The term “historic” is defined as “of or concerning history” or “of the past”. It originates from the Greek term “historikos” and comes to the English language via Latin. Within our phrase, “historic” is being used to denote the history of Christianity. So when discussing historic orthodox Christianity, I am specifically referring to Christianity as rooted in history. Any concept that cannot be found to have been present in the long story of Christianity is not likely to be the subject of this blog except as it is being critiqued by historic orthodox Christianity.

Moving on to the second term, it can be noted that the term “orthodox” is perhaps more descriptive of the type of Christianity one will find discussed at this blog than the first term. “Orthodox” comes from the Greek “orthodoxos” and is composed of two other terms “orthros” and “doxa”. “Orthros” means “straight or right” while “doxa” means “opinion”. So the term “orthodox” can be defined as “right opinion or belief”.  For our purposes, “orthodox” refers to the kind of Christian beliefs that will be examined. Any belief which has not been accepted as normative for Christianity will likely be critiqued as well. 

Now that we have defined the key terms it is time to put them together into a coherent concept. Historic orthodox Christianity refers to Christian beliefs or practices that are considered to have been normative and which have been found to be correct throughout Christian history. Generally, I limit the historical aspect to roughly the first millennium of Christianity. This is for a number of reasons.

The foremost reason is sheer practicality. What is history? Well anything that has occurred in the past is history. So that does not give us a good measuring stick. We have to set some sort of limit to separate contemporary ways of thinking with ancient ways of thinking. Why do I use the first thousand years (give or take a bit) of Christianity’s existence? I use that because it’s a long period of time which encapsulates half of Christianity’s lifetime. Additionally, it is within that length of time there is the opportunity for those who lived in that period to have reflected upon Christian beliefs. Still, I also chose this particular period because it is generally considered to have been marked by unity within the Church (with one notable exception. See footnote 1 on the Chalcedonian Schism).

What ends this period is the Great Schism of 1054. This is when the Eastern Churches and Western Churches excommunicated each other over differences which had arisen in the two traditions (and theologically as well). Without getting into the weeds, this was a split which was never mended. The West developed into Roman Catholicism (and eventually Protestantism) and the East developed into Eastern Orthodoxy. And from this split, both can claim to be the One, Holy, Catholic, and Apostolic Church. Though East and West have distinctive ways of viewing theology, there is common ground to be found between these two historic faiths in the seven ecumenical councils. It is to these councils that primary importance is given on matters of what constitutes the historic orthodox faith as they represent the consensus of the One, Holy, Catholic, and Apostolic Church.

Thus concludes what many of my readers are sure to find a boring topic. However this blog post was necessary to help my readers understand what I mean in the future by historic orthodox Christianity.
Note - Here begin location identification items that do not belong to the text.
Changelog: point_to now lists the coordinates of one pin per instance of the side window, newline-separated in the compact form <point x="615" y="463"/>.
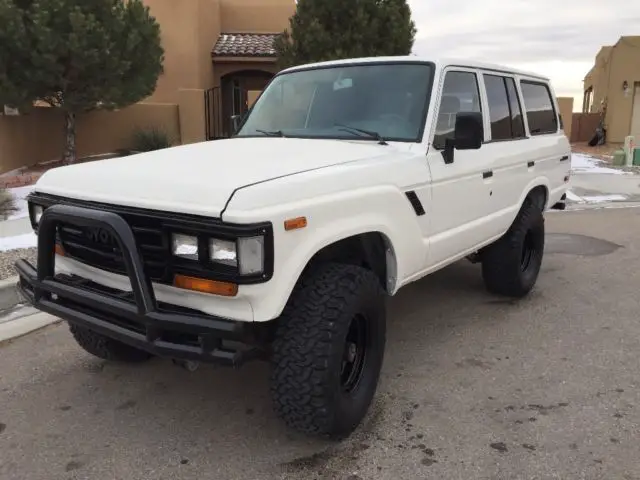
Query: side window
<point x="504" y="108"/>
<point x="517" y="121"/>
<point x="460" y="93"/>
<point x="539" y="107"/>
<point x="498" y="107"/>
I hope I have clarified what I mean by our phrase of the hour. Hopefully my next blog will be much more interesting and edifying to you.


1 The Chalcedonian Schism occurred after the Council of Chalcedon in 451 AD. Many refused to accept the Chalcedonian Definition on theological or grammatical grounds. Those who left formed their own churches and eventually they became known as the Oriental Orthodox. The Council of Chalcedon was probably the largest of the ancient councils with reports of over 500 bishops in attendance. Such a number suggests Christendom was well represented and demonstrates that those who rejected Chalcedon (and the following councils) should not be considered part of normative Christianity in the ancient world.

3 thoughts on “What is Historic Orthodox Christianity?

  1. I understand the delimiting of the historical period for examination. I have two comments:

    1. Some who review this may construe this sentence to mean that Roman Catholicism and Protestantism are similar. “The West developed into Roman Catholicism (and eventually Protestantism) and the East developed into Eastern Orthodoxy.” They are quite different. And some consider Protestantism closer to Eastern Orthodoxy than Roman Catholicism.

    2. I am not an advocate of what is now referred to as Progressive Christianity. I am a conservative Evangelical. But I do not think that it is necessarily wrong to embrace a tradition or theology that developed after the first millennium of Christianity. Is it right to conclude that only theology in practice within the first millennium of Christianity can be considered “orthodox” or right belief?

    Liked by 1 person

    1. I appreciate the feedback. I think your comments offer a good challenge.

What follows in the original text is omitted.